In an interview to Radio Times, the Oscar-winner, 51, said that the current talking points such as 'same-sex marriage' and 'same-sex bathrooms' were all discussed 50 years ago. Blanchett said that women have constantly been outnumbered by men in the acting world.
"I always knew in my DNA that women were equal to men. I couldn't quite understand why the industry and work environment that I got spat into didn't reflect that, so I felt out of sync for a long time. At one point, I started doing a head count of the ratio of men to women on every set I walked on," she said.

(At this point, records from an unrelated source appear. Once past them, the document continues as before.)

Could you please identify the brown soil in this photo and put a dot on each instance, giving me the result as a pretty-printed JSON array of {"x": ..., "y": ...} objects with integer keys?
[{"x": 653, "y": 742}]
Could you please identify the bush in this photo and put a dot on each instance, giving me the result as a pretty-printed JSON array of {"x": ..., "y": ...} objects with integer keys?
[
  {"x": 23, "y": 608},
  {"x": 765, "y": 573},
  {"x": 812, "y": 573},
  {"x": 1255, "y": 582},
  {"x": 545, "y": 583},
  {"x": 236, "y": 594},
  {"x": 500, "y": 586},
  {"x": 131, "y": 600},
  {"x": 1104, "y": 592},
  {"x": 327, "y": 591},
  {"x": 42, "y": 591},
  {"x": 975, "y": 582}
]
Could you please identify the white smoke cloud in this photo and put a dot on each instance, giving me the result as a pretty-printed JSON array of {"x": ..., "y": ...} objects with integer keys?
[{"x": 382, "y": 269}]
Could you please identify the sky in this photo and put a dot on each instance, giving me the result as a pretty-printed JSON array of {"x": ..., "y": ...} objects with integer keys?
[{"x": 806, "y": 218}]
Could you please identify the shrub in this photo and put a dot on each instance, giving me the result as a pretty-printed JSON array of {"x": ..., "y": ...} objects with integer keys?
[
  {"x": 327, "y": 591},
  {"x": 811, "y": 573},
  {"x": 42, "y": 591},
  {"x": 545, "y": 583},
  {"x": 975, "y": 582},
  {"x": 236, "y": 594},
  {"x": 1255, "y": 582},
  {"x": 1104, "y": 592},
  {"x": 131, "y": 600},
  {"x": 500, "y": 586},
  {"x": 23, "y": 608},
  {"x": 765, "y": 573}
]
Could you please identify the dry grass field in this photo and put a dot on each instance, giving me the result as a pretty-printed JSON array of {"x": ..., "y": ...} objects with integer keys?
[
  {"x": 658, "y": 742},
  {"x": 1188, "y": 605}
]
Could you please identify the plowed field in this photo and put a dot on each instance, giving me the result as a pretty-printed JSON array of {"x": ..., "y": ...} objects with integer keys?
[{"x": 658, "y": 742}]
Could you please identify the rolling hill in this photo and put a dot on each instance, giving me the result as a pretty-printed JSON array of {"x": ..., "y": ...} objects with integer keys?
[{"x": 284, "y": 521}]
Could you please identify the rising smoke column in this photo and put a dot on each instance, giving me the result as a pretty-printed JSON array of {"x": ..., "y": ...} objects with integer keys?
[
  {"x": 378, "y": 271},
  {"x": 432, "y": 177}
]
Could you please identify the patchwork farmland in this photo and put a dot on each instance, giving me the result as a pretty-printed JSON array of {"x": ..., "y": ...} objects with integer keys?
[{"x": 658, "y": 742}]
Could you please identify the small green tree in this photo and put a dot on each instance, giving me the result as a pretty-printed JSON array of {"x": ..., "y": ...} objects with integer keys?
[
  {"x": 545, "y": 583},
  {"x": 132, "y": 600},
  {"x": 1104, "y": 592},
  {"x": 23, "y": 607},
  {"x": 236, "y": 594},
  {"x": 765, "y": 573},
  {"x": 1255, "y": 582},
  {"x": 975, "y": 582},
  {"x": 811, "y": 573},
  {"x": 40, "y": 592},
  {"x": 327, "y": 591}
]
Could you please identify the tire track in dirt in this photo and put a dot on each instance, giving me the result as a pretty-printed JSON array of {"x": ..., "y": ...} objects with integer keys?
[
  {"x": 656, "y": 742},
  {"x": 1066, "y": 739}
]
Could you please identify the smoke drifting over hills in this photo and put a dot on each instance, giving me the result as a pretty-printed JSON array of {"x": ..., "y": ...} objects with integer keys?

"For my entire career, up until about four years ago, I was the one woman to 35 men. I was the one woman to 27 men. I was the one woman to 16 men. I just thought it was normal," she added.
Despite the positive changes to address the balance, Blanchett insisted that the push towards equality is not just a 'fashionable moment in time'.
Blanchett can be seen in the role of Phyllis Schlafly in the miniseries Mrs America, which tells the story of the movement for the Equal Rights Amendment in the 1970s, and the backlash led by conservative Schlafly.